Al riguardo, la procedura di trasposizione della disposizione dalla maggior parte degli Stati membri è risultata inadeguata agli standard normativi previsti dall’Unione Europea, in quanto non hanno definito compiutamente il concetto di «sanzione».
Il trattamento sanzionatorio previsto, di conseguenza, appare tutt’altro che proporzionato, effettivo e dissuasivo, posto che le sanzioni elaborate dagli Stati membri risultano di lieve entità.
L’ambito di applicazione oggettivo tracciato nel D. Lgs. n.24/2023 consente di segnalare le violazioni inerenti al diritto nazionale e/o dell’Unione europea e che, come tali, minano a ledere l’interesse pubblico o l’integrità dell’amministrazione pubblica o dell’impresa.
Tuttavia, nel novero delle violazioni non figurano più le ipotesi di maladaministration ovvero le irregolarità amministrative.
Si assiste ad un restringimento dell’ambito di applicazione oggettivo della normativa nazionale rispetto alla normativa europea ed al sistema nazionale previgente, determinando, di conseguenza, una vera e propria regressione nel panorama italiano.
Le condizioni per la protezione del segnalante tracciate nel D. Lgs. n.24/2023 vengono subordinate all’individuazione di un «fondato motivo di ritenere veritiere le informazioni al momento della segnalazione» e che, come tali, «rientrano nell’ambito di applicazione della normativa».
La normativa nazionale, benché conforme alle disposizioni sovranazionali, assoggetta il riconoscimento delle tutele del segnalante ad una valutazione soggettiva, prettamente e puramente discrezionale.
Ciò, invero, delimita la protezione del whistleblower che, di contro, veniva tutelato maggiormente dall’assetto normativo previgente, nel quale non veniva individuata una “condizione soggettiva”, bensì era sufficiente effettuare una segnalazione inerente ad una violazione individuata nel novero dell’ambito di applicazione oggettivo.
Il canale di segnalazione esterno, così come tracciato nel D. Lgs. n.24/2023, può essere adito nel caso:
Il legislatore nazionale, sul punto, individua delle «condizioni» a seguito delle quali è possibile ricorrere al canale esterno di segnalazione.

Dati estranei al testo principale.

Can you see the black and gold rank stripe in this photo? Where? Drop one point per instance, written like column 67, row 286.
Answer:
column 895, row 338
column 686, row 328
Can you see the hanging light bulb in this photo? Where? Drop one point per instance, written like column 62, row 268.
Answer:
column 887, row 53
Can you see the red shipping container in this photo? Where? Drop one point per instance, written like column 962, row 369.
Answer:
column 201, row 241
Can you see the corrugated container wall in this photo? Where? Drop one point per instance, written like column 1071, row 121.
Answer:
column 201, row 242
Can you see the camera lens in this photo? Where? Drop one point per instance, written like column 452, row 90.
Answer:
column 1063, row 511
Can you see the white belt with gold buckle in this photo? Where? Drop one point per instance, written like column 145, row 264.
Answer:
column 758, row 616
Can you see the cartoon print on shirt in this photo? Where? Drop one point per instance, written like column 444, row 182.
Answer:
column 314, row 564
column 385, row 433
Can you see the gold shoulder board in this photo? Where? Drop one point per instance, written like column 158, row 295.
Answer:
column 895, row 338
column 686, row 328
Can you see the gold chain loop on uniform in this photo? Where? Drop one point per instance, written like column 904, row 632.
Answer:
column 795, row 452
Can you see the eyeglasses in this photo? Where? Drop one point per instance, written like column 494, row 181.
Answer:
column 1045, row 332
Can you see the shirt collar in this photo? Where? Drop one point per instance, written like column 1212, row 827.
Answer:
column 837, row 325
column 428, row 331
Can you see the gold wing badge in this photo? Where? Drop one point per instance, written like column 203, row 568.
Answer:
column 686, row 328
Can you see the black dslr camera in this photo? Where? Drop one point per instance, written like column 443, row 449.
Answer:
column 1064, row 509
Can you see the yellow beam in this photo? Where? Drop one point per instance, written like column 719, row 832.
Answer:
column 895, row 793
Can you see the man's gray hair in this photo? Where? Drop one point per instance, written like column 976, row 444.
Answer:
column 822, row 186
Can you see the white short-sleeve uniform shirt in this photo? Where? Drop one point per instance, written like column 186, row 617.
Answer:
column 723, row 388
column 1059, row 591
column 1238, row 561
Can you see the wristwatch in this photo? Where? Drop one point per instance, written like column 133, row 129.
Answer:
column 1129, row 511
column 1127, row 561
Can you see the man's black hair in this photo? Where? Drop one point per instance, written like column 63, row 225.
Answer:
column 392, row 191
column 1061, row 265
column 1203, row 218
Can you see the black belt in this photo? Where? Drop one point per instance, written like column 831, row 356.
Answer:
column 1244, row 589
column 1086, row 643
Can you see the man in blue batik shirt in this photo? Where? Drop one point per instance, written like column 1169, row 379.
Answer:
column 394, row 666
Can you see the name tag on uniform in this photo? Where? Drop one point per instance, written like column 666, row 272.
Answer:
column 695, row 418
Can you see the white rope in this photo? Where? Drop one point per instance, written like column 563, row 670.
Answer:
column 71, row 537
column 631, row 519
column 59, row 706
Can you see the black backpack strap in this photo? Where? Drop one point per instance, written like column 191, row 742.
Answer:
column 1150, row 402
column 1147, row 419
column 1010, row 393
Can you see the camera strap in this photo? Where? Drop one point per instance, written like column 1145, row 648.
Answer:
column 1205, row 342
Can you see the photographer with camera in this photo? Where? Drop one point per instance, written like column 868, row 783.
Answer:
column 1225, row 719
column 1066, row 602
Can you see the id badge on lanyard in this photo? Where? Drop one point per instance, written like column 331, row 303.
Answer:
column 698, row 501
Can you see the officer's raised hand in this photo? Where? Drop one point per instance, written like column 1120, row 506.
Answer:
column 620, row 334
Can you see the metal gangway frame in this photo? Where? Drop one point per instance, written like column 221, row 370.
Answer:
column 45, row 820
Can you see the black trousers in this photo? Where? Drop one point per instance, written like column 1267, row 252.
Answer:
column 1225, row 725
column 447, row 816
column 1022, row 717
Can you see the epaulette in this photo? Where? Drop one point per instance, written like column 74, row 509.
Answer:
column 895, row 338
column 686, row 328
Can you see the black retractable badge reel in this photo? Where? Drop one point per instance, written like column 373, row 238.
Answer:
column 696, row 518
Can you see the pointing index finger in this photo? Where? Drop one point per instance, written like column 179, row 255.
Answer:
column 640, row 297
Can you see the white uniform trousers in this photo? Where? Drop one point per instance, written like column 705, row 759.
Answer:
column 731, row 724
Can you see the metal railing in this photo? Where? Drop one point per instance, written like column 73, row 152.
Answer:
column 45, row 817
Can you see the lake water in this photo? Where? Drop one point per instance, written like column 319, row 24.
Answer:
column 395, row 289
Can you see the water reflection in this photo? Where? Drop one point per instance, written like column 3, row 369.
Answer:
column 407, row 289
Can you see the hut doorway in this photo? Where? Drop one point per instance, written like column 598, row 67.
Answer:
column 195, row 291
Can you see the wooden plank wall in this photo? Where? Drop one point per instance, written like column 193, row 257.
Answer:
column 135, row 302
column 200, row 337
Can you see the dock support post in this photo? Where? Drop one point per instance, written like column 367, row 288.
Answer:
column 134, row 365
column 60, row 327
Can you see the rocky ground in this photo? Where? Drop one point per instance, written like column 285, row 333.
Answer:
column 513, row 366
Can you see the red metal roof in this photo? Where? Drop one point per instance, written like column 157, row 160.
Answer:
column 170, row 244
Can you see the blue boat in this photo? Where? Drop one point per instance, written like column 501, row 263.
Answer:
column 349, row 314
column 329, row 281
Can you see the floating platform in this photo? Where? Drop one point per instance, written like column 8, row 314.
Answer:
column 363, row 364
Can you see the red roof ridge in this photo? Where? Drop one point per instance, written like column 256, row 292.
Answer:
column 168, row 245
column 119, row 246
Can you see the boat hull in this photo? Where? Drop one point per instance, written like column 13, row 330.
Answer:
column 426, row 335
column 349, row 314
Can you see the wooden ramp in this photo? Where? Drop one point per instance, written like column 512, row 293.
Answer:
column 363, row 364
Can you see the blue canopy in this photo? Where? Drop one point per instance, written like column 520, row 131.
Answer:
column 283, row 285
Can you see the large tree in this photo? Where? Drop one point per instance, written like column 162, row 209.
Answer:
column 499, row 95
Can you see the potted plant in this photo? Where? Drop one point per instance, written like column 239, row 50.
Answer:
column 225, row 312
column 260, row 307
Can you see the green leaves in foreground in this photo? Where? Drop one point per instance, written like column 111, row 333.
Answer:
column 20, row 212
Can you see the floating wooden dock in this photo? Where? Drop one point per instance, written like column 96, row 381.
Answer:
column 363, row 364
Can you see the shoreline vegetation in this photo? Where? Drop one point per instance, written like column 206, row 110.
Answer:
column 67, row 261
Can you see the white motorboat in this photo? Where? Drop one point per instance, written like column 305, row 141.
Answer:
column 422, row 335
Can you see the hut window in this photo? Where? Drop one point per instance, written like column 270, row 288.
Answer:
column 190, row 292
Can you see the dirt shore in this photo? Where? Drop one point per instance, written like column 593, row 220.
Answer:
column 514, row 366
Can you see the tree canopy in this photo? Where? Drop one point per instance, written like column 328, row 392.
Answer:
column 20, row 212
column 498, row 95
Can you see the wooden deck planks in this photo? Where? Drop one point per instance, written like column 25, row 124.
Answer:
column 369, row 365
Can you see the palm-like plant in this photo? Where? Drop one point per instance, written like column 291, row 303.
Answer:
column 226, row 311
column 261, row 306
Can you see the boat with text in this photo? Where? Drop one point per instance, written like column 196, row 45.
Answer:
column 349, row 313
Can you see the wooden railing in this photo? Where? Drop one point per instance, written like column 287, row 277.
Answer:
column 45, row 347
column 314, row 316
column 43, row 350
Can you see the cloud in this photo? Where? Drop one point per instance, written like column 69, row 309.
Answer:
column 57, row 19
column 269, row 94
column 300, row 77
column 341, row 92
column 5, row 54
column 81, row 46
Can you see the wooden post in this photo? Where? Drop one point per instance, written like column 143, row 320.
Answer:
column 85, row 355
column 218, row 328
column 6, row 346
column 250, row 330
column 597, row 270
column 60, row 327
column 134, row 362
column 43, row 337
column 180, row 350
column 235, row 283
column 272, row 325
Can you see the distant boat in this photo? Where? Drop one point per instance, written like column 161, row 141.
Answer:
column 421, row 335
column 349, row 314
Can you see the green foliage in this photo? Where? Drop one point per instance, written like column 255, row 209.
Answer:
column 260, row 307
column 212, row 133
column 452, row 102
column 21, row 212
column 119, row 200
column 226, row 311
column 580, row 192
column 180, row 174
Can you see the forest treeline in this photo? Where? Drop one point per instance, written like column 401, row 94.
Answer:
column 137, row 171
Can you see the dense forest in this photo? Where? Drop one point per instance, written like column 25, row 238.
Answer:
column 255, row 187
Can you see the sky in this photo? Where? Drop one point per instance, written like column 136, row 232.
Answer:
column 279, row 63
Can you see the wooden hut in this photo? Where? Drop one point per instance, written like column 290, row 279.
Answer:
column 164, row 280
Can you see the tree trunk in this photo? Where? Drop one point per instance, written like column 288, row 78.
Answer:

Ciò, oltre a contrastare con il dettato sovranazionale, determina anche una regressione nel sistema italiano, posto che la normativa previgente consentiva al segnalante di ricorrere liberamente il canale esterno quale alternativa al canale interno.
In riferimento alla condivisione del canale da parte di una società capogruppo e di una società facente parte del gruppo, la normativa nazionale si rimette alla normativa sovranazionale, rilevandone le medesime criticità.
Il D. Lgs. n.24/2023 delinea un apparato sanzionatorio nei confronti di coloro che attuano misure ritorsive, violano l’obbligo di riservatezza, tentano di ostacolare od ostacolano la segnalazione. Le sanzioni erogate sono di natura amministrativa e di carattere pecuniario e vengono impartite nei confronti dell’autore che causa l’inosservanza di una delle condizioni sopra prescritte.
Preme rilevare, tuttavia, che dette sanzioni, benché in astratto vengono descritte come proporzionate, effettive e dissuasive, in concreto risentono di scarsa applicazione poiché la loro applicazione è circoscritta ai soli enti pubblici ed agli enti privati che detengono il MOG 231. Questi enti in rare ipotesi divengono destinatari di sanzioni amministrative di carattere pecuniario che, comunque, risultano essere prossime al minimo edittale e, come tali, non delineano un’efficacia deterrente dalla commissione di condotte antigiuridiche.